For four hours Saturday, 20 people calling themselves Carrboro Commune occupied a downtown building that CVS hopes to demolish and replace with office space and a 24-hour drugstore.
The anarchist demonstrators wore black bandanas obscuring their mouths and noses, flew black flags and hung banners reading "Whose Building? Your Building," "Capitalism Values Suffering" and "Community Move In, CVS Move Out."
They distributed flyers stating that the protest was a "permanent occupation intended to establish a social center in the heart of Carrboro."
Unlike its counterpart in Chapel Hill last fall, this demonstration ended peacefully, but the tactics have factionalized the anarchist and Occupy movements.
The scene occurred across the street from the Carrboro Century Center, which offers community space for rent and a free cybrary, and two blocks away from the Town Commons, the public space where the Really, Really Free Market is held each month.
Mayor Mark Chilton sat inside the building and implored the group to leave. Most of the Carrboro Board of Aldermen, the town's police chief and interim manager observed across the street as a crowd of about 50 people gathered.
Alderwoman Jacquelyn Gist even brought the vegan ice cream the anarchists requested as a condition to exit.
The measured response from Carrboro police and politicians seemed to unfaze the Carrboro Commune members, who also participated in the Yates Motor Co. demonstration in Chapel Hill last November. That event ended infamously with Chapel Hill's Special Emergency Response Team, armed with rifles, raiding the building and arresting eight people.
Chilton wanted the Carrboro demonstration to end peacefully, which it did. Protesters eventually accepted the offer by town police to leave without being arrested.
"I went in that building to talk to the people who were occupying it because my perception was that in the Yates Motor building situation that the critique was that the town government didn't engage, didn't give adequate warning," Chilton said, encircled by the demonstrators after the occupation ended.

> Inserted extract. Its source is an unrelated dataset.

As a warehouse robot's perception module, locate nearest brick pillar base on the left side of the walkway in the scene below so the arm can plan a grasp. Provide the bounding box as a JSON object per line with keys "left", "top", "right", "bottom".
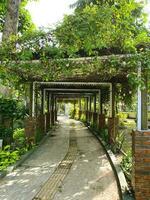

"The critique was that we were evicted," a demonstrator responded. Other protesters said they saw no difference in the handling of the two events because in both they were forced to leave.
When a police captain gave the anarchists a chance to leave the building, one Carrboro Commune supporter who was outside the building asked, "Many officers commit suicide, why won't you?" Another later said that police are "one order away from being Nazis" as protesters began chanting the phrase "Fuck the pigs, we don't need them. All we is want is freedom, freedom."
Carrboro Commune's tactics, hostile even amid a measured police response, have alienated some neighbors who have been fighting the proposed CVS for two years. They have done so at public charrettes and meetings and have posted yard signs expressing their opposition to the project.
The CVS incident has also soured some people affiliated with the Occupy movement.
"There are those of us for whom Occupy is a serious transformational movement, aimed at bringing new energy to the fight for social and economic justice globally, in our nation and in our local communities," Geoff Gilson, an Occupy Chapel Hill/Carrboro supporter, said in a statement.
"Then there are those for whom Occupy is a game of musical chairs—see who can Occupy the last empty building standing. Just to be absolutely clear, I am not aligned with the latter grouping."
Carrboro Alderman Sammy Slade, who has stood with Occupy at its general assemblies, says his decision on the CVS proposal will be based on input from the entire community, not just those who took over the building.
"I see the two as different," he said. "I do think it will be a part of the conversation in the general Carrboro community discussion on the CVS and what that means, but I think that we as a board will probably be reactive to the larger community as that process unfolds in the traditional means of town government."
According to county tax records, in 2010 CVS purchased the property from Carrboro Community, LLC, which is owned by Ruffin Slater, founder of Weaver Street Market. CVS plans to build a two-story, 24,000-square-foot building with 64 parking spaces. The Carrboro Planning Department is expected to review a rezoning request in March.
Anti-CVS signs have sprouted in nearby yards since the company announced its plans.
Depending on the final blueprints, two houses would be torn down to make room for a parking lot, and a dentist's office also could be affected. Neighbors also say they don't want to contend with additional traffic or round-the-clock lighting.
In a statement, Carrboro Commune said the public process is inadequate to address the CVS proposal. "The channels at Town Hall offer no meaningful way for affected community members to determine what should be here," the statement reads.
Carrboro Commune is planning a "guerrilla gardening" of edible and medicinal plants on the property March 17. "It's my personal hope that the community reclaims our vision for this land and makes it clear that multinational corporations and their money are not more important than people," wrote spokeswoman Maria Rowan in a prepared statement.
Yet neighbors doubt that the anarchists' method is more effective than the town's. When told by Carrboro Commune members that the town process can't be trusted, resident Jeff Herrick—husband of alderwoman Michelle Johnson, but he was speaking only for himself—said, "I can't trust your process because you all are wearing masks."